Over at K Contemporary
is an equally impressive show — Michael Dowling: You Should Have Seen the Other Guy
— that throws abstraction and representation into a blender. Unlike Metier’s work, Michael Dowling
’s paintings and drawings tilt toward realism, with the portrait subjects largely recognizable even though he has substantially altered them, theatrically crossing out, covering over or selectively exposing different parts of the sitter’s faces, in the process turning the pieces into abstract hybrids. The underlying renderings have an Old Master-ish quality, which is reinforced by the romantically archaic clothing and hairstyles of the subjects. A Denver native, Dowling attended the Scuola Lorenzo de’ Medici in Florence, studying with the artist duo Rosenclaire, a pairing of Rose Shakinovski and Claire Gavronsky. He graduated in 2002 and the following year returned to Denver, where he continues to live and work. But he remains in touch with his Florentine teachers, whom he regards as his key mentors.
"Study for Acolyte", charcoal and chalk on paper (L) and "Here's to hoping you like me like that," oil on panel (R), both by Michael Dowling.
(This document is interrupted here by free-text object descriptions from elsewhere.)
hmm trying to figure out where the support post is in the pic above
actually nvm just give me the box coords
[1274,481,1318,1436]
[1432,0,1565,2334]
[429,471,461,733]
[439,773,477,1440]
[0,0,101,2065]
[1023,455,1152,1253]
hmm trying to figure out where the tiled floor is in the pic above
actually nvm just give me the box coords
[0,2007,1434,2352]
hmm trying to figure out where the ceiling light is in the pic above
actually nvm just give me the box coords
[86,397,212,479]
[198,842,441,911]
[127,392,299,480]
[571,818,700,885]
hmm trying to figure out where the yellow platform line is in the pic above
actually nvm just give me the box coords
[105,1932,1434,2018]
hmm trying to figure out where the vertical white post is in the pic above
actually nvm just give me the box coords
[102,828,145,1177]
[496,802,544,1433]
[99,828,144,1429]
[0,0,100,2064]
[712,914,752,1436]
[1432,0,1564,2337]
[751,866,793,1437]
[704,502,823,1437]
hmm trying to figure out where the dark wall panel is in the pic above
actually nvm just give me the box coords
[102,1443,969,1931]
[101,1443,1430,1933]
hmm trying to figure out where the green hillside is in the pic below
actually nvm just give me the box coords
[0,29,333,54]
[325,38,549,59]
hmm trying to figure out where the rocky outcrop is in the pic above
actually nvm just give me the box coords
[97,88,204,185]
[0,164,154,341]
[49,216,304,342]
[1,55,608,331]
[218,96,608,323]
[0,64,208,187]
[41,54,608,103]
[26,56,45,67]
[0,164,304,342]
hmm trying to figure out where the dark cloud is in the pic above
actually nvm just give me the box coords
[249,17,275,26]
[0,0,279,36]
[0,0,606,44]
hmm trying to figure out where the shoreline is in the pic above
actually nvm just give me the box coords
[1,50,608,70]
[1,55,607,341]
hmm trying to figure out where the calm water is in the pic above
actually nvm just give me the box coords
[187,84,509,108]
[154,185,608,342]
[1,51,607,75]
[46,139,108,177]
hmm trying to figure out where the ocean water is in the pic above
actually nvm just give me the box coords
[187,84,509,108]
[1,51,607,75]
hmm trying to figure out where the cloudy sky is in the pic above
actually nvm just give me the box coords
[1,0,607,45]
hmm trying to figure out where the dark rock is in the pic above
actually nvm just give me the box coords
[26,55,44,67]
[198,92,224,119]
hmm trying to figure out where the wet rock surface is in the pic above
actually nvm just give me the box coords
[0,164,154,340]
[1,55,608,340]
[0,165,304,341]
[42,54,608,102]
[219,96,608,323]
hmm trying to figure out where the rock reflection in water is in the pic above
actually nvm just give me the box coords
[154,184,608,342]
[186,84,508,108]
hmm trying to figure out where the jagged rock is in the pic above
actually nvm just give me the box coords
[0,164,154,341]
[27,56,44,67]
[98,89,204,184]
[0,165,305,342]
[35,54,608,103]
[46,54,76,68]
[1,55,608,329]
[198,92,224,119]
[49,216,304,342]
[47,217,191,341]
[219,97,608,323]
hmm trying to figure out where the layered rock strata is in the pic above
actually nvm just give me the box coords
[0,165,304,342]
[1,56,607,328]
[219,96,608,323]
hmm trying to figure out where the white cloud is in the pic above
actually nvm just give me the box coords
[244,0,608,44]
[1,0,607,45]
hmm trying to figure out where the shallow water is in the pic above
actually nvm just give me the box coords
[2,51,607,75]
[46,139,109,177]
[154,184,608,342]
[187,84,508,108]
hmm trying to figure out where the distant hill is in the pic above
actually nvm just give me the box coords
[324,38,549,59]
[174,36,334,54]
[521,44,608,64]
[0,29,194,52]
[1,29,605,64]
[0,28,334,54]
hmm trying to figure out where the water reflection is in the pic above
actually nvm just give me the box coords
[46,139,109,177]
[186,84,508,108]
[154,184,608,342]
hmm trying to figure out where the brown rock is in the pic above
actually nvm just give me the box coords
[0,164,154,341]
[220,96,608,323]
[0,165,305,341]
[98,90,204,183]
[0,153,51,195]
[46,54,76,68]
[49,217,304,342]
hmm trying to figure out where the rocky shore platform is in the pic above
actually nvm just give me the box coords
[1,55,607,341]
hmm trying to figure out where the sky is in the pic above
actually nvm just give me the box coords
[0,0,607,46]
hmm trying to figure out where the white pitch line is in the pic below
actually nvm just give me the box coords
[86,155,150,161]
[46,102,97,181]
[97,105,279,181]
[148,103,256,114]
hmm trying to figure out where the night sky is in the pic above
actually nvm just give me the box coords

The pieces at K Contemporary are a direct continuation of Dowling’s signature work, which features abstract passages around, underneath and on top of sketchy representational renderings, but they also struck me as somewhat different. When I walked through the show with Dowling, he talked about how he was attempting to give an American twist to classic European approaches. This is pretty obvious in a spectacular chalk-and-spray-paint composition, “Especially good at pretending I’m happy to see you.” A woman in Renaissance dress is holding a Carnevale mask in front of her face, as though she were attending a masked ball. But the face on the mask has an absurd, time-shifting quality, since it’s adorned with Walmart’s hackneyed smiley-face logo rendered graffiti-like in blue spray paint on black. A similar compression of time and cultures is seen in “Disneyland fan with a penchant for bad boys,” an oil on panel in which a faceless woman in a high-collared dress is depicted wearing Mickey Mouse ears.
You Should Have Seen the Other Guy, by Michael Dowling, installation view.
Though the paintings are very impressive, Dowling sees drawing as the underpinning of his entire oeuvre, and some of the strongest pieces here are his charcoal drawings. One that I’ve thought about several times since I saw it is “I have a better chance if you’re blindfolded,” in which a thick bar of rapidly done charcoal strokes blocks out the top of a woman’s head.
The art world was seriously impacted by the Great Recession a decade ago, and then the coming-of-age of the millennial generation, both of which led to major shifts in taste. Some kinds of work, such as traditional realism, have had a hard time finding a place in this new reality. Abstraction has not only survived tough economic times, but has found an expanded audience, as well.
Amy Metier, through June 9, William Havu Gallery, 1040 Cherokee Street, 303-893-2360, williamhavugallery.com.
Michael Dowling, through May 26, at K Contemporary, 1412 Wazee Street, 303-590-9800, kcontemporaryart.com.